One of the few international stories to grab attention recently was the takeover by the Taliban in Afghanistan. But even then, mainstream media’s coverage of it has been problematic.

“Cable news explained nothing to its audience about the facts on the ground in Afghanistan, preferring to turn the withdrawal of US troops into a political circus starring the nascent Biden administration,” Bustillos noted.

More glaring is that Asia did not make it onto the radar of a single story from the randomised sample.

With the US experiencing an inflation crisis that is directly connected to port and supply chain issues in Asia, and increasing climate-related disasters related to increased greenhouse gas emissions in Asian countries, what happens in Asia often impacts lives not just in the US but around the world.

“The United States does not exist in a vacuum, and there are a lot of reasons why an intelligent person wants to know as much as possible about our world and everyone in it,” Bustillos added.

Yet, especially in the US, its news media is failing to inform the public about a significant portion of the world to a worrying degree - outside of stories that tap into the bipartisan consensus around the ascendant US-China rivalry.

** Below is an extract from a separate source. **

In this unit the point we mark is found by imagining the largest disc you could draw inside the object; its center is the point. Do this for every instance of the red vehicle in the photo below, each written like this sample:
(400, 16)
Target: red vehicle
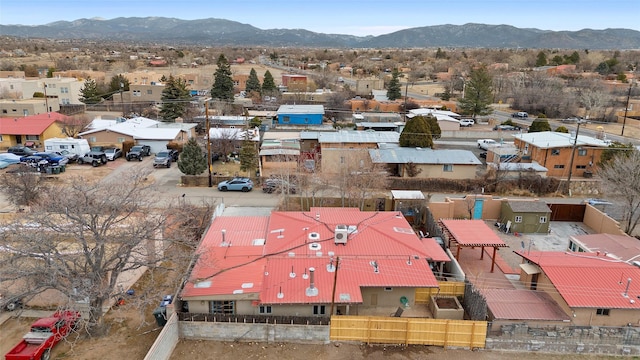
(45, 333)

This ultimately highlights how the American media ecosystem operates writ large: when the rest of the world is invoked, it is generally because US interests are directly or tangentially at stake.

As former Canadian news broadcaster Catherine Cano once wrote, American broadcasters “don’t cover international news, they cover American international stories.”

The most-watched US cable news channel is Fox News, followed by MSNBC and CNN.

Fox News averages more than 1.49 million total primetime viewers, while MSNBC has 1.20 million viewers and CNN has 676,000 viewers.